あんな笑顔、前の学校では見たことなかったのよ。

前の学校も楽しそうに通っていたけれど、全く違うんだなって思ったよ。 彼の笑顔を見て。


あたしはこれを聞いて、ますます悩みました。

というのも、だんだんと制服を着るのを嫌がってきた獅子丸。

どうして好きな服をきちゃいけないの?
どうして好きな靴を履いちゃいけないの?


三週間過ぎた辺りから、獅子丸は学校へ行きたくない、制服を着たくない、制服を捨てて、と言い始めました。

そして学校を辞めさせよう、と決心させる出来事がありました。

いつものように朝ゴハンを食べた後、制服着て学校にいくよ、と言ったら


「お母さん、僕、制服着たくないって言ってるでしょ。捨ててよって言ってるでしょ。どうして捨ててくれないの?」


と、獅子丸は泣きながらあたしを叩いてきたのです。




涙がでてきました。



いったい何のために、誰のために学校へ行かせているんだろう?


獅子丸の知的好奇心を満たしてくれると思ったからこそ、多少の違和感は感じたとはいえ、ギフテッドの学校へ入れたのに。


知的好奇心のみならず、精神的苦痛を与えて、いったい何をしているのか?


その日は学校へ休むと電話して、獅子丸は前の学校(プリK)へ連れて行き、あたしはその足で、今通っている学校へ行き、転校できないか訊ねました。

幸い空きがあったので転校できたけれど、もしあのまま通っていたらどうなっていたでしょうか?

でも、母であるあたしもギフテッドの学校に対して不信感、ではないけれど不満というのか納得いかないことがあったので、辞めたことに対しては何の後悔もありません。
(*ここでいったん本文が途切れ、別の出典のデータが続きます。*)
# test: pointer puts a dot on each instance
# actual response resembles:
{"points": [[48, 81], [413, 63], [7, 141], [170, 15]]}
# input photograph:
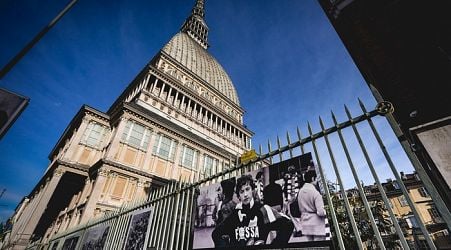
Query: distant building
{"points": [[425, 206], [180, 118], [403, 50]]}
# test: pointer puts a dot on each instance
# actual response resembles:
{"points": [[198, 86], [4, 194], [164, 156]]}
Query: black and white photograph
{"points": [[279, 205], [138, 231], [71, 243], [95, 237]]}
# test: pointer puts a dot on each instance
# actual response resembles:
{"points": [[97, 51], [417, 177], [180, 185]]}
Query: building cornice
{"points": [[74, 123]]}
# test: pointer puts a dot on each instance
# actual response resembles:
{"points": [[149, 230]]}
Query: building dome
{"points": [[188, 52]]}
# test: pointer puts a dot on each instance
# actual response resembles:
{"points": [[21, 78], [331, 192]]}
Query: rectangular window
{"points": [[411, 221], [165, 147], [119, 187], [435, 215], [403, 201], [94, 134], [423, 192], [136, 135], [189, 157], [208, 164]]}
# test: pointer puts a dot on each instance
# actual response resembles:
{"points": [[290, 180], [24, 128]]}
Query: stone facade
{"points": [[180, 118]]}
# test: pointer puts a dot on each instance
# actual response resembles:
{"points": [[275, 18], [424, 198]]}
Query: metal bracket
{"points": [[384, 108]]}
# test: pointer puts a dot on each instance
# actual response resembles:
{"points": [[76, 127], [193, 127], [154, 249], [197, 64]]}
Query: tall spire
{"points": [[195, 25]]}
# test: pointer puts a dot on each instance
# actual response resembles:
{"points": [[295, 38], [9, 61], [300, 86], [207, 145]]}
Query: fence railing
{"points": [[341, 153]]}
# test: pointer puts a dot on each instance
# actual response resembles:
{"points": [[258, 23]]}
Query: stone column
{"points": [[169, 93], [94, 197], [162, 89], [115, 139], [182, 102], [154, 85], [175, 98]]}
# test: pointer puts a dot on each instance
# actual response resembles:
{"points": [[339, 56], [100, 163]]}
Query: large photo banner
{"points": [[139, 229], [278, 206]]}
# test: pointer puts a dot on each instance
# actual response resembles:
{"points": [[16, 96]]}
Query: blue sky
{"points": [[284, 57]]}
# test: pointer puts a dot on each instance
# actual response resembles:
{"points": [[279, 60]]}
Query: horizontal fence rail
{"points": [[337, 150]]}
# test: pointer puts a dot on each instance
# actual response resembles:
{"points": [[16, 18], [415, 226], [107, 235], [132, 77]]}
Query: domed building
{"points": [[180, 118]]}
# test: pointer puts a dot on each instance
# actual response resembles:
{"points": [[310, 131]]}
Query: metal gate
{"points": [[336, 150]]}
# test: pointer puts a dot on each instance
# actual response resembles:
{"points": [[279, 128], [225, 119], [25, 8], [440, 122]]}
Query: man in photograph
{"points": [[250, 222], [311, 205]]}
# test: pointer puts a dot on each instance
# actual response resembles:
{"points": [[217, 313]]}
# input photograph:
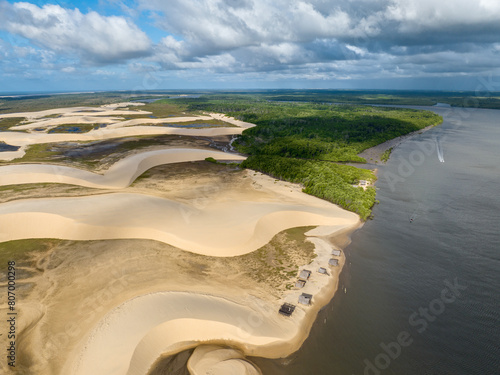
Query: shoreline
{"points": [[373, 154], [250, 325]]}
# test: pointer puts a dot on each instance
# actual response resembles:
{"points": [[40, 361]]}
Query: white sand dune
{"points": [[217, 360], [119, 175], [74, 110], [52, 122], [114, 122], [24, 140], [116, 128], [224, 228], [134, 335]]}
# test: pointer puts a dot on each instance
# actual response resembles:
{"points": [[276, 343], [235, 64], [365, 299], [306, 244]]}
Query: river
{"points": [[422, 279]]}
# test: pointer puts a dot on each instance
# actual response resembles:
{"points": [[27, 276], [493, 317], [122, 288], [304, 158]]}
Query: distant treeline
{"points": [[300, 142]]}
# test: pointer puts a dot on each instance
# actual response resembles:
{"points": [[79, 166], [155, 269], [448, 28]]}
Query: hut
{"points": [[300, 284], [323, 271], [305, 299], [304, 275], [333, 262], [287, 309]]}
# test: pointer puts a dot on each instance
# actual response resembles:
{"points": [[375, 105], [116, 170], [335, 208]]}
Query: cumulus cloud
{"points": [[299, 35], [267, 40], [93, 37]]}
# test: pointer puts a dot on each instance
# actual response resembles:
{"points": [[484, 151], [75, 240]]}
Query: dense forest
{"points": [[305, 142]]}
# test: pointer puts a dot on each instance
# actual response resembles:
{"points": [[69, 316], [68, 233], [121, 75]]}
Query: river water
{"points": [[437, 225]]}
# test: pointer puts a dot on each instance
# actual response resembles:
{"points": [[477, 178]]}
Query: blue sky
{"points": [[174, 44]]}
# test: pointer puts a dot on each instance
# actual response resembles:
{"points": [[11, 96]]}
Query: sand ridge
{"points": [[116, 127], [118, 176]]}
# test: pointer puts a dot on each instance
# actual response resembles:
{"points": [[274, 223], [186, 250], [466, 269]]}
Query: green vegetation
{"points": [[300, 136], [74, 128], [385, 156], [303, 142], [162, 108], [19, 250], [8, 122], [278, 261], [329, 181]]}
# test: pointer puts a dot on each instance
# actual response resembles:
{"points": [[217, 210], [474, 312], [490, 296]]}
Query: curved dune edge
{"points": [[219, 229], [118, 176], [116, 127], [134, 335], [217, 360], [24, 140]]}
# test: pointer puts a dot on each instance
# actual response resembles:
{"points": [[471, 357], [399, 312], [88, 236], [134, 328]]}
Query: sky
{"points": [[248, 44]]}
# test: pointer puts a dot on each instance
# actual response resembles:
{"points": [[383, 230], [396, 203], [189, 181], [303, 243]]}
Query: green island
{"points": [[309, 143], [305, 137]]}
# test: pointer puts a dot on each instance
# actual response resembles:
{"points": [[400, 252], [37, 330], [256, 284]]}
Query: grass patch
{"points": [[8, 122], [279, 261], [74, 128], [19, 250], [385, 156]]}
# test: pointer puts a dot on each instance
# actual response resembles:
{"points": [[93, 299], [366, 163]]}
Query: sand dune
{"points": [[226, 228], [217, 360], [134, 335], [70, 110], [119, 175]]}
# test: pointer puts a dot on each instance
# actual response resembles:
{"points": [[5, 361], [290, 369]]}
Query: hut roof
{"points": [[333, 262], [287, 309], [304, 274], [305, 299], [300, 283]]}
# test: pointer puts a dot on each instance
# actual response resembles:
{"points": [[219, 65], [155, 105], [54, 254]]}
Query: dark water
{"points": [[394, 267]]}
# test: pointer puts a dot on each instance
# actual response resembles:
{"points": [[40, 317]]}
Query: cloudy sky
{"points": [[163, 44]]}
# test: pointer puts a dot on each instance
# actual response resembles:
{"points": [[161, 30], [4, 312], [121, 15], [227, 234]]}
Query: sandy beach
{"points": [[154, 309], [24, 135]]}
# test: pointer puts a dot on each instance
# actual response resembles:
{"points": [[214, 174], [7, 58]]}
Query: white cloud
{"points": [[95, 38]]}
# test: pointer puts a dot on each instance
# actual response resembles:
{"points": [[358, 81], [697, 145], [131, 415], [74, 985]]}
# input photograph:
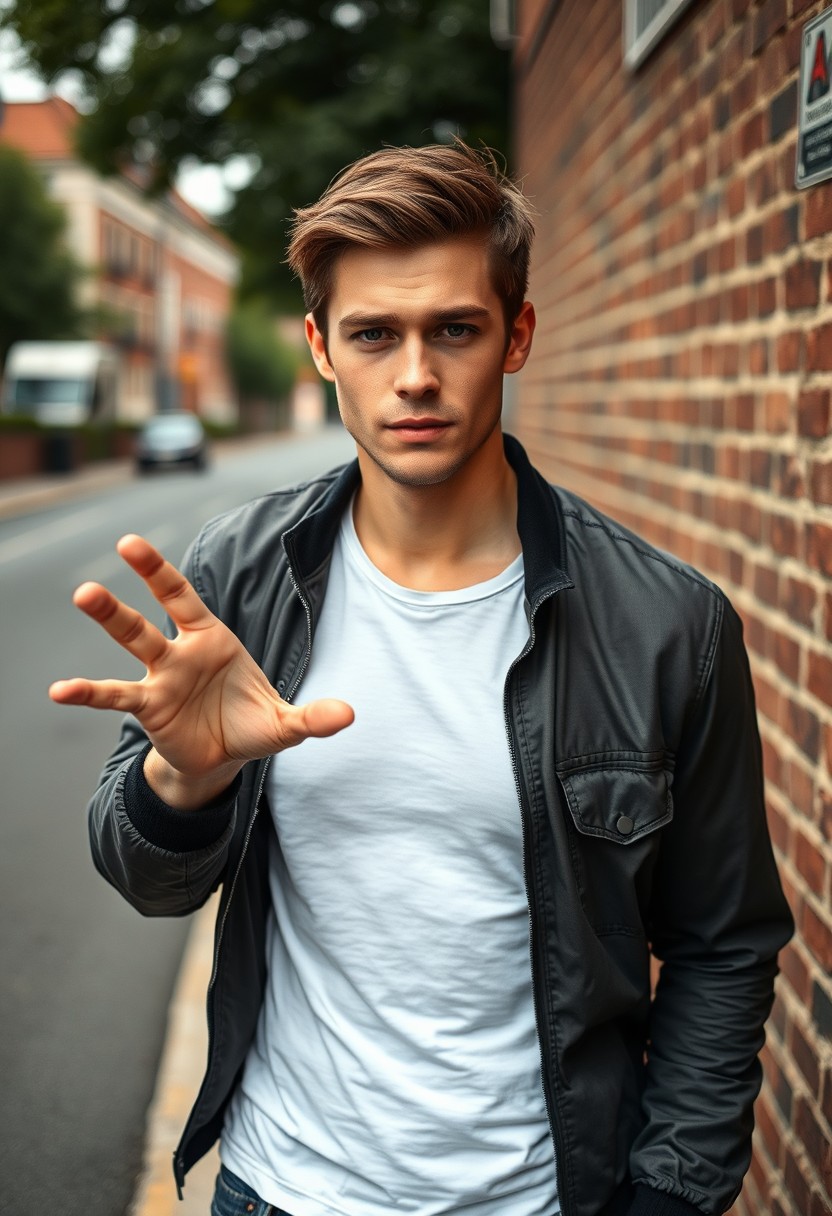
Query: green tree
{"points": [[293, 90], [39, 279], [263, 366]]}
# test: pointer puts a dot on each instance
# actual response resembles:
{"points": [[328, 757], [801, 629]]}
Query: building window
{"points": [[646, 22]]}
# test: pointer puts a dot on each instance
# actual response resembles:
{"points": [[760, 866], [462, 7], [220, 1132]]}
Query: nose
{"points": [[415, 375]]}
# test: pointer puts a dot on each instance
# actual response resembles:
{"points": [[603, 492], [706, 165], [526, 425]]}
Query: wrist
{"points": [[186, 792]]}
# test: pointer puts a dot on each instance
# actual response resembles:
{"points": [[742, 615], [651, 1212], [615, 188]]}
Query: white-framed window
{"points": [[646, 22]]}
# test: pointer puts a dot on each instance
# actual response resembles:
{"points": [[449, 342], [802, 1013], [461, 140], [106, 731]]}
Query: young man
{"points": [[529, 755]]}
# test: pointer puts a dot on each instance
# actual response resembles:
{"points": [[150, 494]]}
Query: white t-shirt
{"points": [[395, 1065]]}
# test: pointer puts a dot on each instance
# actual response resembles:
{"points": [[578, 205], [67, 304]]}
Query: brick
{"points": [[754, 245], [800, 787], [809, 1130], [766, 585], [781, 230], [787, 656], [819, 349], [777, 412], [743, 95], [819, 209], [804, 727], [803, 285], [799, 600], [759, 468], [818, 936], [788, 480], [758, 356], [790, 350], [819, 551], [820, 479], [796, 1182], [814, 414], [783, 535], [820, 676], [764, 183], [797, 973], [810, 863], [771, 16], [764, 297]]}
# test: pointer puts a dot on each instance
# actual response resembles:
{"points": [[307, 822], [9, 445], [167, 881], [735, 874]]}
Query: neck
{"points": [[440, 538]]}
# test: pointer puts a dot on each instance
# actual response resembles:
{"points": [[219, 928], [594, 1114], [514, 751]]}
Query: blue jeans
{"points": [[232, 1197]]}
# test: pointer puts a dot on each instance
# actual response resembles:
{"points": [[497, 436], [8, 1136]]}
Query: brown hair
{"points": [[409, 197]]}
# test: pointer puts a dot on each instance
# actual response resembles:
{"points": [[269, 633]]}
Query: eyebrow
{"points": [[378, 320]]}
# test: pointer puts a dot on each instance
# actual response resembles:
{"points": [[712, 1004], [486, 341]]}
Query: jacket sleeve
{"points": [[718, 919], [163, 861]]}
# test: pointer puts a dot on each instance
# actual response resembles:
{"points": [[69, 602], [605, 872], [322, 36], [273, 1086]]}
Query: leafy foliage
{"points": [[39, 277], [291, 89]]}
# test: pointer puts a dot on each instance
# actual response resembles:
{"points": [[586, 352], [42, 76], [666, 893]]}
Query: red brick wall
{"points": [[681, 381]]}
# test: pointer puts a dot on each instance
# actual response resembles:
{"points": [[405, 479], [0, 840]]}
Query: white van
{"points": [[61, 383]]}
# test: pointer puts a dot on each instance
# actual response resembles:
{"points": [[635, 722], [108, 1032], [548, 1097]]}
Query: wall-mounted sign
{"points": [[814, 150]]}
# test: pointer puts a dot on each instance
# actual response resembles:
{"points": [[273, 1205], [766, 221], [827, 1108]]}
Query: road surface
{"points": [[85, 979]]}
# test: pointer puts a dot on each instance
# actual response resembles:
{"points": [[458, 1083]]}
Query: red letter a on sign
{"points": [[819, 85]]}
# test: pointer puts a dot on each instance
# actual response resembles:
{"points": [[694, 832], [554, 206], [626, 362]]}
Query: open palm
{"points": [[203, 703]]}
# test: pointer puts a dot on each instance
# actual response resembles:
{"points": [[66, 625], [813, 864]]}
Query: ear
{"points": [[318, 345], [520, 338]]}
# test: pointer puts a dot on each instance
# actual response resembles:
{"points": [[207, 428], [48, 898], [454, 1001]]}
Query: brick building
{"points": [[162, 274], [681, 381]]}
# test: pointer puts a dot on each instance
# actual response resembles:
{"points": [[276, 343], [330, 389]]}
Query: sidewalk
{"points": [[24, 494], [186, 1040]]}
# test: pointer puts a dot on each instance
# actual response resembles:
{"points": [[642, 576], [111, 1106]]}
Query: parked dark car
{"points": [[169, 440]]}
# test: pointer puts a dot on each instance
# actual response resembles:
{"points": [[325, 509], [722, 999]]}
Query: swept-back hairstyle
{"points": [[408, 197]]}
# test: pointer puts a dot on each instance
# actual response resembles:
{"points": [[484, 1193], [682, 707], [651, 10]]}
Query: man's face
{"points": [[416, 347]]}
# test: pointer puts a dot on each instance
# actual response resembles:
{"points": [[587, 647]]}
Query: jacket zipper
{"points": [[179, 1165], [526, 825]]}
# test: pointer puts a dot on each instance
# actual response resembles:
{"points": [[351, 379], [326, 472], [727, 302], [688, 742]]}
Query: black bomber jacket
{"points": [[631, 726]]}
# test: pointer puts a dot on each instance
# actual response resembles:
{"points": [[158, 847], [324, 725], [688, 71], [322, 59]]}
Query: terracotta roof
{"points": [[43, 129]]}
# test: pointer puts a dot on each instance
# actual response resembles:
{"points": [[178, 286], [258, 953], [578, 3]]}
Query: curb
{"points": [[176, 1084], [33, 494]]}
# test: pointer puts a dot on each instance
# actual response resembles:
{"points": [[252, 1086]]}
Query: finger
{"points": [[319, 720], [124, 624], [166, 583], [119, 694]]}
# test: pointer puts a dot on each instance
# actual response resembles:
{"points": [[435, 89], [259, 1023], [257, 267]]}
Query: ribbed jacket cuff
{"points": [[167, 827], [648, 1202]]}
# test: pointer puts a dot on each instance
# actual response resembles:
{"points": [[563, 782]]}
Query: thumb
{"points": [[319, 720]]}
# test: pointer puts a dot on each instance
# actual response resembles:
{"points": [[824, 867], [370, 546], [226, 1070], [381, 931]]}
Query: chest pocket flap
{"points": [[618, 797]]}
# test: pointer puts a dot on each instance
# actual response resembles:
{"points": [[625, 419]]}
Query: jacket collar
{"points": [[539, 522]]}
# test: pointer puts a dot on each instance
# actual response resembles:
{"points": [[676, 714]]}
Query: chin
{"points": [[415, 472]]}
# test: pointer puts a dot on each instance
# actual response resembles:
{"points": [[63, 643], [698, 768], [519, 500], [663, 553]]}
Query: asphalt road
{"points": [[85, 981]]}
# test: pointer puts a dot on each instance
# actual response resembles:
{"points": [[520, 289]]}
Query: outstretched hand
{"points": [[203, 703]]}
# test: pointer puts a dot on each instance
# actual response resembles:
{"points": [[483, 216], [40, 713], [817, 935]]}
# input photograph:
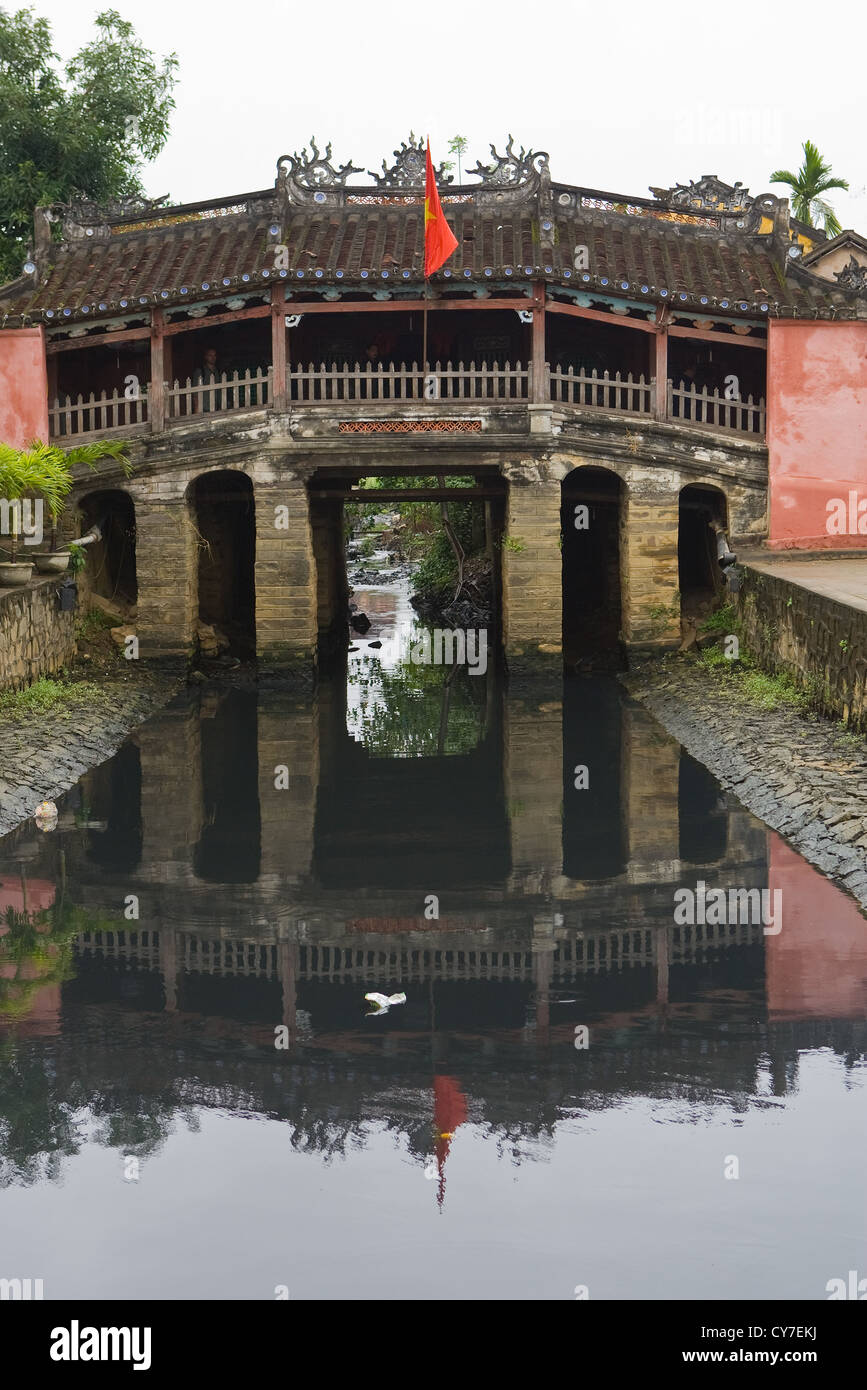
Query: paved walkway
{"points": [[842, 577]]}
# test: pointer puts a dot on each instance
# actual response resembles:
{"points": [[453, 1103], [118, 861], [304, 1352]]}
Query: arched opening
{"points": [[111, 560], [591, 521], [702, 513], [224, 514], [702, 813], [229, 845]]}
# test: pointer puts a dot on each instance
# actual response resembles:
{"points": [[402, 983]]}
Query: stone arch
{"points": [[702, 508], [223, 510], [592, 506], [111, 560]]}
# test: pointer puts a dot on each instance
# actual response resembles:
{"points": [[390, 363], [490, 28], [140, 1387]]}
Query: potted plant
{"points": [[45, 470], [24, 474]]}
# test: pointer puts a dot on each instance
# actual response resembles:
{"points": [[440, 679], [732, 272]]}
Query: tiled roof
{"points": [[639, 250]]}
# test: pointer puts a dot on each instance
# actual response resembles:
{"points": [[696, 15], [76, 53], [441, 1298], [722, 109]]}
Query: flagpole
{"points": [[424, 312]]}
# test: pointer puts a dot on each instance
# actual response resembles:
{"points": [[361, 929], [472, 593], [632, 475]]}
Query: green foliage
{"points": [[759, 687], [82, 129], [45, 470], [813, 180], [92, 622], [78, 558], [723, 620], [417, 710], [513, 542], [43, 697]]}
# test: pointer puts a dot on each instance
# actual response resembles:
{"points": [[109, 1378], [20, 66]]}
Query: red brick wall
{"points": [[817, 430], [24, 388]]}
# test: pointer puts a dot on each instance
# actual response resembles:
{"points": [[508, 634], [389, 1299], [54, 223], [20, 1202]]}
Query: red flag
{"points": [[439, 238]]}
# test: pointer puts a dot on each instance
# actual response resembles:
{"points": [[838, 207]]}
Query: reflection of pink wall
{"points": [[817, 965], [43, 1018], [24, 387], [39, 894], [817, 428]]}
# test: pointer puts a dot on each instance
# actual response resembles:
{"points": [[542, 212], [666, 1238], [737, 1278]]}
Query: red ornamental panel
{"points": [[410, 426]]}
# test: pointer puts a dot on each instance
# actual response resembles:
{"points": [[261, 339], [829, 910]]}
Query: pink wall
{"points": [[817, 966], [24, 387], [817, 430]]}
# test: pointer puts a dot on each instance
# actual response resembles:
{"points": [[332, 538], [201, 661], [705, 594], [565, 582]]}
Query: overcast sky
{"points": [[621, 95]]}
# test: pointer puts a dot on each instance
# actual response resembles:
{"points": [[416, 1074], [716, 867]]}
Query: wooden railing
{"points": [[712, 409], [602, 391], [96, 413], [450, 381], [217, 394], [381, 382]]}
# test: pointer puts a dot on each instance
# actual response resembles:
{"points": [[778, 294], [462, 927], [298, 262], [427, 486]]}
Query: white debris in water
{"points": [[382, 1002]]}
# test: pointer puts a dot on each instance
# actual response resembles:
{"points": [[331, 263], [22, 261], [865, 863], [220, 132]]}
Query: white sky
{"points": [[621, 95]]}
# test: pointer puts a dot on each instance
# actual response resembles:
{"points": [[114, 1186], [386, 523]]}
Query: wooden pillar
{"points": [[156, 407], [52, 375], [538, 346], [278, 348], [532, 573], [660, 370], [285, 576]]}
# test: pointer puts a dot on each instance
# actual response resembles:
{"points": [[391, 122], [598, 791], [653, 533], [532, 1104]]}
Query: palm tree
{"points": [[46, 470], [813, 180]]}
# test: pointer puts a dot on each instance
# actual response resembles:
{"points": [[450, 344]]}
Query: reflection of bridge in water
{"points": [[325, 881]]}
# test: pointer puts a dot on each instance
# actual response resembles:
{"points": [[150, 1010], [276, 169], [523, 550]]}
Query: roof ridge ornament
{"points": [[852, 277], [510, 168], [84, 216], [707, 195], [314, 170], [409, 167]]}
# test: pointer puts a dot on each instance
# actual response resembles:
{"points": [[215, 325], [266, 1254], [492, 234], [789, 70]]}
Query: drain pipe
{"points": [[89, 537], [725, 558]]}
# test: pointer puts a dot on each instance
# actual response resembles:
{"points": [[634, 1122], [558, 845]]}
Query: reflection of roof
{"points": [[696, 245]]}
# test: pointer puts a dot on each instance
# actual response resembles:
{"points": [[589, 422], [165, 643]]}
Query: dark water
{"points": [[156, 1143]]}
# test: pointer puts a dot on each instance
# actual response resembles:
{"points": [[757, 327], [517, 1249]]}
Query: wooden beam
{"points": [[707, 335], [278, 348], [375, 495], [537, 352], [97, 339], [156, 410], [660, 371], [189, 325], [614, 320], [400, 306]]}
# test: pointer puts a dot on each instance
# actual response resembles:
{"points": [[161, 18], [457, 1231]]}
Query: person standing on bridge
{"points": [[204, 375]]}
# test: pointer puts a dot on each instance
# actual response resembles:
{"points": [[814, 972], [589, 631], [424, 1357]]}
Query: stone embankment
{"points": [[43, 754], [805, 777]]}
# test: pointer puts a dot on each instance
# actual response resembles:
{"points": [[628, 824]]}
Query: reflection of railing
{"points": [[217, 394], [713, 410], [96, 413], [602, 391], [453, 381], [585, 952]]}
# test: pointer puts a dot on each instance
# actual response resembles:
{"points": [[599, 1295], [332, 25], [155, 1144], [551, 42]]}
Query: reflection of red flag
{"points": [[439, 238], [449, 1111]]}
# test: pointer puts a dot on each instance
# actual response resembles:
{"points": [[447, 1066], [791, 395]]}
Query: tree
{"points": [[457, 146], [85, 131], [45, 470], [813, 180]]}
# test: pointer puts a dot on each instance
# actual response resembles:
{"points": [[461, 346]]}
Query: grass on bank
{"points": [[46, 697]]}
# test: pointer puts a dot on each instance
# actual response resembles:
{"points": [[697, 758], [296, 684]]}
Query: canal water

それよりも、獅子丸をあそこまで否定させるような何か精神的なことでもあったのか、と疑っています。

でないと、学校が見えてきたら、あたしの足に腕を絡めて、歩けないようにしないと思うので。

とはいえ、全ては終わったことです。

獅子丸は何かを感じていました。 でも、それを上手く伝えることが出来ずに「制服が嫌だ」と言ったのかもしれません。

今は獅子丸のサインを見落とさず、しっかり受け止めてあげられてよかった、と思います。



これはあくまでもあたしと獅子丸の経験です。

あの学校はよくない! と思って欲しくはありません。
実際に良い学校と気に入って通っている生徒たちもたくさんいるので。


繰り返しになるかもしれないけれど、子どもにとって、何が大切なのか。


本当にそれを見極めるのが、大変であり重要なことなんだ、と痛感しました。

そしてほんの小さなサインを見落とさないこと。
何か違和感を感じたら、それに従うのが一番いいんじゃないかと思います。